De oorsprong van deze spreuk ligt in een oud verhaal. Iedere dag vindt de boer een gouden ei die zijn kip heeft gelegd. Hij wordt steeds ongeduldiger om weer te wachten op de volgende dag zodat er wederom een gouden ei in het nest van de kip te vinden is. Hij besluit dan ook de kip te slachten om alle gouden eieren er in één keer, allemaal tegelijk, er uit te halen. Maar als hij de kip opensnijdt is er geen enkel gouden ei te zien of te bespeuren. Moraal van het verhaal : Hebzucht kent geen grenzen.

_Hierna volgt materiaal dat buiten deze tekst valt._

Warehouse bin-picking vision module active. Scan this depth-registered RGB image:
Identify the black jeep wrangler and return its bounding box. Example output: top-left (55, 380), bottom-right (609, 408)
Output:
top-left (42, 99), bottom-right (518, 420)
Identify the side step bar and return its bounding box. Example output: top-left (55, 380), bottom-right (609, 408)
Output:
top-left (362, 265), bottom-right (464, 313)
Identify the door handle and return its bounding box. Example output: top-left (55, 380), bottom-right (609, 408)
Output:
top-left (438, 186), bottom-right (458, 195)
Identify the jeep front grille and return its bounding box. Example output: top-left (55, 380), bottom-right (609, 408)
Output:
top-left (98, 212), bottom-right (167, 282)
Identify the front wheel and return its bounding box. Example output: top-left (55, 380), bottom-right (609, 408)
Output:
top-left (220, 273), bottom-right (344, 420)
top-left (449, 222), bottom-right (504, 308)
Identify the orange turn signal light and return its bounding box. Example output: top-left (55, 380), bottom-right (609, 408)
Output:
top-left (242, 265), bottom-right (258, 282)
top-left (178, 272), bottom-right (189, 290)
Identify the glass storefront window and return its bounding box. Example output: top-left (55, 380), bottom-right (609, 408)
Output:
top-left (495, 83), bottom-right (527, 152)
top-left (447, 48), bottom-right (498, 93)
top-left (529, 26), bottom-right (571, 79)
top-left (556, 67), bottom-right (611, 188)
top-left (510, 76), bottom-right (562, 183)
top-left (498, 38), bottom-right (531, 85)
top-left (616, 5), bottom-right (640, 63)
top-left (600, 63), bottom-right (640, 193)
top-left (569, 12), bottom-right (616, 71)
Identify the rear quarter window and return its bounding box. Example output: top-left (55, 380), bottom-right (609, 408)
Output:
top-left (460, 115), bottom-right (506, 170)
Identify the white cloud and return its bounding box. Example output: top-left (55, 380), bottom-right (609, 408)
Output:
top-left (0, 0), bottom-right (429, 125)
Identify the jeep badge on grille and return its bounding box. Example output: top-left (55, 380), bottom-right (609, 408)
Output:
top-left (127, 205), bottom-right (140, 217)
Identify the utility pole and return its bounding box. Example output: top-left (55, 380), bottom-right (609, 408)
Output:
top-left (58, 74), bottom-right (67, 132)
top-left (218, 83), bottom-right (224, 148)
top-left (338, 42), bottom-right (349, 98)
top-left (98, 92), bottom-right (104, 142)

Om dit verhaal goed uit de beelden zou ik de eieren niet aan de open binnenkant van de kip mogen leggen. Toch vind ik het leuker om een soort nestje van stro in de kip te maken waarop de gouden eieren rusten. Om de slacht te laten zien zit er een bijl van keramiek deels door de kop van het hoen. Er loopt een rood straaltje langs de nek. Een beetje luguber misschien maar dit brengt het slachten van een kip nu eenmaal  met zich mee. Kippen hebben ook nog spiertrekkingen na het slachten. De kip van klei gaat ook gewoon door met het vinden van wormen in de grond.